I imagine it will be my responsibility to see that this student has ample support and resources and plenty of space to play.
I imagine local and international field trips and multi-aged community projects.
I imagine a self-directed curriculum that combines life lessons with Waldorf, Self-Design, Reggio and Enki principles (and Enlighten-Ed tenets and resources, of course).
I imagine an ongoing course in self-study, including mind, body, spirit and shadow work.
I imagine (s)he grows up to become not merely a professional but a whole, loving version of him or herself.
I imagine (s)he finds freedom in whatever (s)he chooses.
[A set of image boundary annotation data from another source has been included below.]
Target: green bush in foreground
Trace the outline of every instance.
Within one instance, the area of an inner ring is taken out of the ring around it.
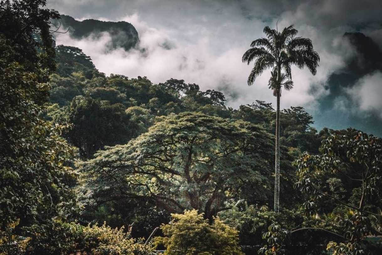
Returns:
[[[113,229],[104,223],[84,227],[54,220],[28,228],[29,236],[25,238],[13,234],[18,224],[10,224],[9,234],[0,238],[0,255],[68,255],[78,252],[94,255],[154,254],[151,244],[145,245],[144,240],[132,238],[131,230],[126,232],[123,227]]]
[[[184,214],[172,214],[169,224],[160,227],[165,237],[154,239],[162,244],[164,255],[242,255],[238,245],[238,232],[224,224],[219,218],[212,224],[196,210]]]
I imagine this student is my child.
And I imagine this child is my teacher.
As a former teacher and woman who didn’t know if she wanted children, I never imagined this is what I would be imagining. Regardless, this is only a vision, my vision. Perhaps the circumstances of our family or society will change. Perhaps my needs will change. Perhaps my child’s imagination will take us to some other place. Who knows, maybe (s)he will ask to go to school. If that is the case, (s)he will be free to go.
Freedom is not the absence of commitments, but the ability to choose – and commit myself to – what is best for me. — Paulo Coehlo
In what ways are you learning to be free? In what ways can we give others freedom in learning? Is it possible to teach freedom?